¿phelps, el más grande?
Thomas Lyford-PikePekín/Afp
Niño hiperactivo

Revoltoso e hiperactivo en su niñez, Michael Phelps se transformó en una de las leyendas del deporte con ocho medallas de oro en los Juegos Olímpicos de Pekín, construyendo su vida de nadador a base de esfuerzo, voluntad y ante todo un talento natural excepcional.
Cuando era niño no podía estar quieto. Ahora que es campeón, en cambio, demuestra una serenidad impresionante para sus 23 años. Entre estas dos épocas, el de Baltimore encontró en el agua su elemento. Con apenas 11 años, conoció en las piscinas de Maryland a un visionario, Bob Bowman, que creyó ver un gran potencial en este preadolescente. Debbie y Fred, los padres del futuro fenómeno, estuvieron encantados de confiarle al revoltoso Michael, convencidos de que los duros entrenamientos de la disciplina lo calmarían. En realidad, Bowman había encontrado una mina de oro. En cuatro años formó a este joven más bien patoso de cuerpo longilíneo, con brazos y piernas interminables y orejas despegadas.

A pesar de las ocho medallas de oro, surgen ya los cuestionamientos

La piscina de “El Cubo de Agua” cerró la competición de natación de los Juegos Olímpicos de Pekín-2008 y entonces se empezaron a oír comentarios sobre si Michael Phelps, que ganó ocho oros, es el más grande de todos los tiempos en este deporte o no.

Si nos referimos a los números, entonces no cabe duda: ocho medallas de oro en unos Juegos, 14 entre Atenas-2004 y Pekín-2008 que lo dejan al frente entre los máximos ganadores, 16 en total (con dos de bronce), el máximo jamás logrado en natación.

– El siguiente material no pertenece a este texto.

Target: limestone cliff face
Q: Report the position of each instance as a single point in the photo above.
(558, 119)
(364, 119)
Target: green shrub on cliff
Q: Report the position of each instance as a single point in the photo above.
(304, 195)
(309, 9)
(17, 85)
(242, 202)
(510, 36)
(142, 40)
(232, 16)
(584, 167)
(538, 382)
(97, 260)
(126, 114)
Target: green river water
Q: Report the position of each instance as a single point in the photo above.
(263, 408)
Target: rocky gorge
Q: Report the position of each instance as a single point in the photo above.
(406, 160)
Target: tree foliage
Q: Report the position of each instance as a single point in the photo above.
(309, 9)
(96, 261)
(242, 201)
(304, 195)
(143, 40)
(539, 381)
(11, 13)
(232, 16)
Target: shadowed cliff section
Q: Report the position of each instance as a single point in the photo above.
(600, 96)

Nadie pone en tela de juicio que sea el mejor nadador de la actualidad, “creo que no cabe duda después de los últimos nueve días, quiero decir, ocho finales, ocho medallas, siete récords del mundo, la variedad de estilos, lo hizo todo y bajo una presión extrema”, dijo Lisa Dillman, periodista especializada del Los Ángeles Times.

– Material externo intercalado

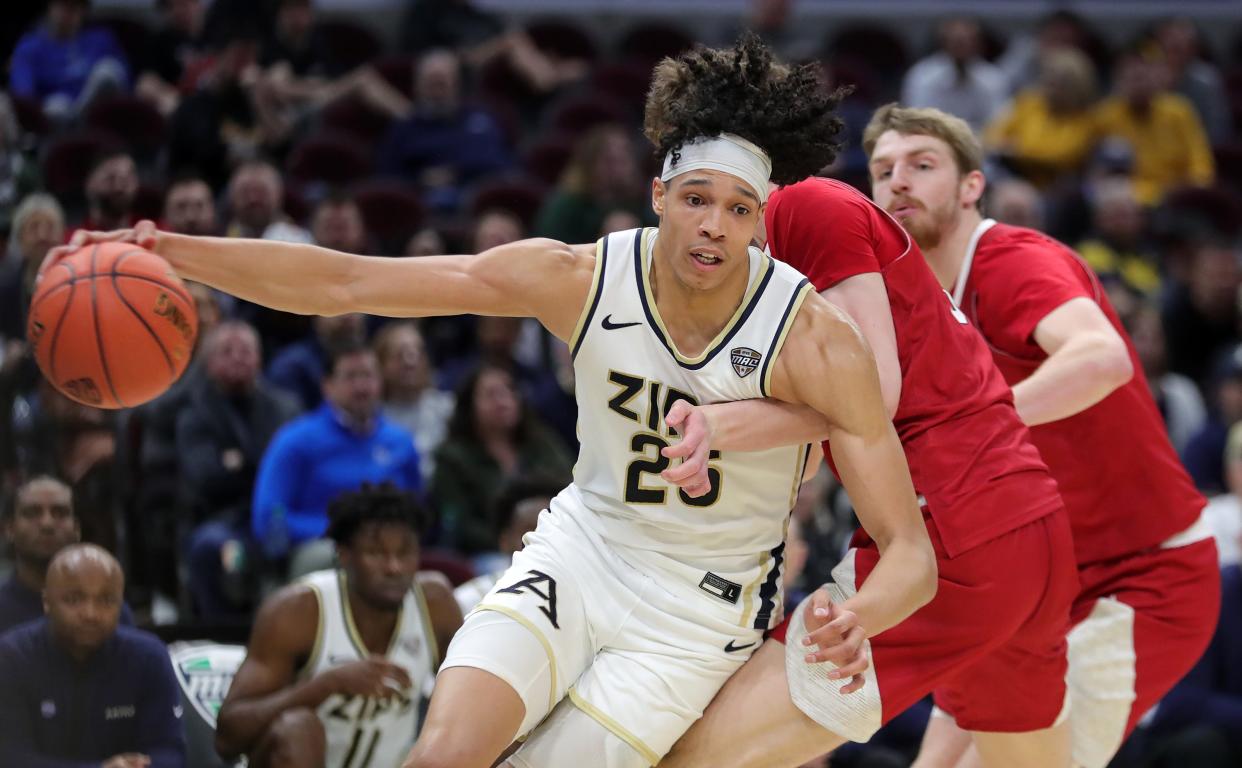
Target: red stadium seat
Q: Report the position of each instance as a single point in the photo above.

Mark Spitz, cuya marca de siete medallas en unos Juegos sobrevivió 36 años desde Múnich-1972, dijo a la cadena NBC de Estados Unidos el sábado que lo de Phelps fue “épico”.

“Me preguntaba qué iba a decir cuando me quitaran el récord de medallas, y por supuesto, desde hace un tiempo pensé que serías tú (Phelps)”, añadió.

Pero en cuanto al lugar de Phelps en la historia, el periodista Patrick Whiteley sostiene en una columna de la edición dominical del China Daily en Pekín que “no se puede responder esa pregunta” solamente basado en medallas.

“En los Juegos de Melbourne en 1956 se entregaron sólo 13 medallas en natación, comparadas con las 34 de Pekín”.

La nadadora holandesa Inge de Bruijn, por sí sola un trozo de leyenda con cuatro medallas de oro en dos Juegos (Sydney-2000 y Atenas-2004), no está de acuerdo.

“Sí, es el mejor de la historia, es uno en un millón, son pocas las oportunidades en muchos, muchos años que aparecen grandes peces y Michael es uno de ellos”, dijo a la AFP.

“Tiene todo para ser el nadador perfecto, él es el nadador perfecto”, afirmó quien ahora es comentarista de televisión. “Nunca en mi vida vi un nadador así”.

Dillman cree por su parte “que es un deporte tan distinto al de hace 36 años, es muy difícil comparar”.

Comparable o no, lo cierto es que si cabe alguna duda sobre la evolución de la natación basta con ver una imagen de Spitz en 1972: de bigote y cortos. Nada que ver con la de Phelps en 2008: todo rasurado y dentro de un traje Speedo LZR.

Y otra pregunta que queda pendiente es si Phelps podrá ser igualado o superado algún día.

El nadador Grant Hackett, que falló en su propia búsqueda de inmortalidad en los 1,500 metros libre del domingo cuando no pudo obtener un tercer triunfo consecutivo, no cree que “pueda ser emulado o superado en esta época donde el deporte es tan competitivo”.

“Creo que será único”, dijo Dillman, “y además no ha terminado, tiene 23 años, lo podremos ver en Londres-2012 y en la siguiente”. En cuanto a los ocho oros, “yo me arriesgaré y diré que nunca veremos esto otra vez”, dijo Dillman.

Ello pese a que minutos antes había recibido un correo electrónico de un amigo, autor de un recientemente publicado libro sobre Spitz, en el cual le decía: “En 1972 en Múnich el anunciador dijo ‘no creo que podamos ver esto otra vez’”.